JurnalPatroliNews – Jakarta -Presiden Amerika Serikat, Donald Trump, kembali melontarkan ancaman keras terhadap Teheran. Trump menegaskan bahwa militer Amerika Serikat tidak akan membuka blokade di Selat Hormuz kecuali Iran bersedia menyetujui kesepakatan damai yang diajukan oleh Washington.
Melalui unggahan di media sosial yang dikutip oleh AFP pada Selasa (21/4), Trump menyatakan bahwa tekanan militer dan ekonomi akan terus ditingkatkan hingga Iran tidak memiliki pilihan lain selain bernegosiasi.
“Blokade tidak akan kita cabut sampai ada ‘kesepakatan,’ sampai benar-benar menghancurkan Iran,” tulis Trump dalam pernyataannya.

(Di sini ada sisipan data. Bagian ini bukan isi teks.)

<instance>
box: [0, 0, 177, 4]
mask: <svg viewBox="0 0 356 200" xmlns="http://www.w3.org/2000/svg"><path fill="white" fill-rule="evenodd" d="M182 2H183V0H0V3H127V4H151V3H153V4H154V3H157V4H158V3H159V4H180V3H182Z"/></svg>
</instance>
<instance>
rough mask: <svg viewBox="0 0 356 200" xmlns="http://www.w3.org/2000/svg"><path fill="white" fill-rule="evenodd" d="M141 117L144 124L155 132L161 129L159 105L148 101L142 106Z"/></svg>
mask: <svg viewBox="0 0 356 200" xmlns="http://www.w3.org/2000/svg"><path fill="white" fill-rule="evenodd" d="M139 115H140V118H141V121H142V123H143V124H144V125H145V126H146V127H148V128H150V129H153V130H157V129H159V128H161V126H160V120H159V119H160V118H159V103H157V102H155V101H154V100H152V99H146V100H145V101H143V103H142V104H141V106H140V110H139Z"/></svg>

Trump mengklaim bahwa blokade maritim yang dilakukan AS telah memberikan dampak finansial yang sangat telak bagi perekonomian Iran.
Menurut kalkulasinya, Teheran kehilangan sumber pendapatan dalam jumlah yang fantastis setiap harinya akibat lumpuhnya jalur perdagangan utama tersebut.
“Mereka kehilangan USD 500 juta per hari, angka yang tidak bisa dipertahankan, bahkan dalam jangka pendek,” lanjutnya.
Kondisi di Selat Hormuz saat ini dilaporkan sangat mencekam. Lalu lintas kapal internasional terhenti total setelah kedua negara melakukan blokade secara terpisah, yang memicu kekhawatiran akan stabilitas pasokan energi dunia.
Di tengah situasi yang memanas, muncul harapan akan jalur diplomasi melalui negosiasi putaran kedua yang dijadwalkan berlangsung di Pakistan.
Trump dikabarkan telah mengirimkan utusan khusus ke Islamabad untuk menghadiri perundingan tersebut. Namun, hingga saat ini, pihak Iran dilaporkan belum memberikan kepastian untuk hadir di meja perundingan, yang membuat masa depan gencatan senjata kembali menjadi tanda tanya besar.